Dire que ta conférence était remplie jusqu’au bord d’exemples précis empruntés à l’histoire générale des représentations reviendrait à en dire presque rien, le minimum (il ne s’agirait dans ce cas que d’un souci d’exhaustivité dépassant la moyenne, je pourrais par exemple affirmer, mais ce serait facile, que tu as ingurgité ta bibliothèque, que tu es devenu ta bibliothèque, fausse piste, à coup sûr). Son développement colossal suivait un ordre consciencieux, méthodique, le mot disciplinaire étant volontairement abordé, entrepris, par tous les côtés (ou presque), chaque exposition d’un nouvel aspect de la notion étant scrupuleusement étudié sur ouvrages. Cette conférence m’est apparue comme une espèce d’aberration géniale prenant très lentement son essor devant nos yeux et dans nos oreilles. Au bout d’une heure un peu plus de prise de parole (une heure et dix-huit minutes exactement, d’après mon enregistrement), ta conférence n’en était même pas arrivée à la moitié de son déploiement : sur une liasse de feuilles conséquente, posée sur la table entre tes deux mains, seul un petit nombre d’entre elles avaient été retournées, la partie la plus importante de la liasse attendant encore son « traitement ». Comme le temps tournait et que d’autres intervenants n’avaient pas encore pu s’exprimer, un malaise s’était installé, petit à petit. D’autre part, la salle ne désemplissait pas et les auditeurs présents me semblaient particulièrement captivés à ce moment précis (je peux néanmoins imaginer qu’un certain nombre d’entre eux ressentaient peut-être du déplaisir, tant la conférence était ardue, exigeante), envoûtés par ce qui se passait là de terriblement inhabituel : le face à face avec un développement sans fin ou plutôt sans limites, tout bonnement immense, impossible à mesurer. Arrivé à ce point (une heure et dix-huit minutes de prise de parole), l’organisatrice de l’événement, de plus en plus inquiète, tentait timidement à plusieurs reprises de s’enquérir de la situation en te tâtant le pouls : « Combien de temps penses-tu avoir encore besoin ? ». À quoi tu as répondu (après qu’elle t’ait posé deux fois la question) : « De beaucoup ! J’ai encore besoin de beaucoup de temps ! Je ne peux pas résumer ! Je ne veux pas résumer ! ».

« Je ne veux pas résumer ! » m’interpelle. Je voulais précisément en venir là : je ressens cette attitude (en est-elle une ?) comme un effort entrepris contre le naturel de la société, contre l’ordre et le bien-être (reposant peut-être tous trois sur le principe qu’il y aurait un état de satiété).

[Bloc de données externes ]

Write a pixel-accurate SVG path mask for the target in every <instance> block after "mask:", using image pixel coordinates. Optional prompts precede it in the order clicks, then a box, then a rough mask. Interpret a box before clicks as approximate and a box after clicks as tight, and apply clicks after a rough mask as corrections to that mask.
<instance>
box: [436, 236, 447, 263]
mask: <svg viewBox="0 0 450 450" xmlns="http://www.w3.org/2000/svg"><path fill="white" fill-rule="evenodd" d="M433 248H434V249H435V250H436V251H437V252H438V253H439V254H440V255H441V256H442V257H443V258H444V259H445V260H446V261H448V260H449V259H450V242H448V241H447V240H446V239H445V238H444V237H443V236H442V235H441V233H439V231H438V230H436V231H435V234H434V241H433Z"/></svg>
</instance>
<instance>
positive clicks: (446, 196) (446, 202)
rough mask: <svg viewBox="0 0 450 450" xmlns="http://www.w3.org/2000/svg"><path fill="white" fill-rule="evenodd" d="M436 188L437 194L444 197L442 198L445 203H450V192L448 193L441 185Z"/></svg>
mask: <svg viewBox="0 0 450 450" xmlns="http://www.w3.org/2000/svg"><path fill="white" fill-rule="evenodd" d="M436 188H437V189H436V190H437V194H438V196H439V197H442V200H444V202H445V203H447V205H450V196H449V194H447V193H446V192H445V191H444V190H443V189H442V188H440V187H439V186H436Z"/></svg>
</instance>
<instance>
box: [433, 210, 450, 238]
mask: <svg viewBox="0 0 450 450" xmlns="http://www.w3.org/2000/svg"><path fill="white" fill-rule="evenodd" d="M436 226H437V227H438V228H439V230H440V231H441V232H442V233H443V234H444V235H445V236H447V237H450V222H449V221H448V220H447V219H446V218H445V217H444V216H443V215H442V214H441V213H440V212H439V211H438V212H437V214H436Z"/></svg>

« Je ne veux pas résumer ! » me fait également fortement penser au groupe de Sludge Metal Corrupted, d’origine japonaise (formation en 1994 à Osaka), dont on peut lire ceci sur Internet (notamment sur un site intitulé Metal Music Archives) : « Their sound is characterized by incredibly downtuned guitars and bass playing slow, monotonous riffs under deep layers of feedback. The vocals are harsh guttural grunts, and the music alternates between long instrumental sections and sections with vocals which go for long periods of time without rest. They are considered by most familiar with the genre to be one of the heaviest and darkest doom metal bands of all. They consistently refuse interviews and photo shoots. ». Ce qui ne m’a pas empêché de trouver en ligne (sans qu’elle soit rattachée à des droits d’auteur ou même légendée) cette photographie épatante prise à l’occasion d’une séance de répétition ou d’un concert :



À l’instar du titre « El Mundo Frio » qui dure 71 minutes, certains de leurs morceaux (toujours chantés en espagnol) sont tellement prolongés qu’ils s’avèrent impossibles à ajuster à des supports « over the hill » tels que le Vinyle ou le Cd. Mais je dois être plus précis (parce que cela me semble également concerner ton approche) : plus que de s’offrir de très longs morceaux, ce que le groupe affectionne c’est de ne pas subir la contrainte d’un temps, leur conception d’un morceau pouvant, selon les cas, prendre forme en moins de deux minutes ou en plus d’une heure.

Je pense en avoir dit assez. Et bien sûr, je me garde bien d’associer ce que je viens de décrire à de quelconques explications.